Actually, nothing extraordinary was required for the Giants to engineer a 6-2 victory that, at least temporarily, altered each team's momentum. All it took were the basics: pitching and defense.
Tim Lincecum allowed at least one baserunner in each of his six innings but prompted Los Angeles to hit into four double plays, including one started in spectacular fashion by shortstop Brandon Crawford in the sixth inning. Moreover, Lincecum proved that he remained capable of generating a much-needed strikeout, the kind of feat he once performed with wondrous regularity.

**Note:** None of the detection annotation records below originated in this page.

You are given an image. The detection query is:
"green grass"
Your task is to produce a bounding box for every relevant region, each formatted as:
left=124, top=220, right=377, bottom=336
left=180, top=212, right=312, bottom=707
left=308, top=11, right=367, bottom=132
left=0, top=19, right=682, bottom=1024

The most notable example of this occurred in the fifth inning, with two outs, a run in and Alex Guerrero on second base. Lincecum struck out Jimmy Rollins on a 3-2 changeup to end the inning and prevent Yasiel Puig, representing the potential tying run, from bringing his menacing presence into the batter's box.

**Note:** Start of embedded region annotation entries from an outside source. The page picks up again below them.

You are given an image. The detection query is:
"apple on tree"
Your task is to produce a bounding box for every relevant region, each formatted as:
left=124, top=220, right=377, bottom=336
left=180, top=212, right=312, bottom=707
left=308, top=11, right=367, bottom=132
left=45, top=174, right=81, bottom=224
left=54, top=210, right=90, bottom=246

No longer possessing his 95 mph fastball, Lincecum won his challenge against Rollins with sheer guile.
"I tried to give him something I knew he was going to try to swing at," Lincecum said. "I know these people get aggressive off me, and I know I can get erratic at times."
Not this time. And not on this evening overall. Lincecum walked three and threw only 46 strikes in 85 pitches, but he maintained enough control to avoid pitching himself out of the game prematurely, as he has done in recent seasons.
"You pitch with your stuff," Giants manager Bruce Bochy said. "It's not about velocity. It's about command and having some pitches to work with. And Timmy has that. He missed some spots at times but kept his poise out there and made pitches when he had to."
Lincecum's sure-handed infielders also contributed.
Crawford provided the highlight by diving to snare Howie Kendrick's sharp grounder up the middle with one out and Puig on first base in the sixth. Lying flat on his stomach, Crawford shoveled the ball from his glove to Joe Panik, who short-hopped his throw to first base with Puig bearing down on him. Buster Posey made a clean grab, which proved essential when the Dodgers requested a replay review that confirmed the out call.
"I was just trying to get to it and keep it in the infield," Crawford said. "Once I got to it, I wasn't going to try to exchange with my hands, so I flipped it to Joe. He made a good turn and Buster made a good pick."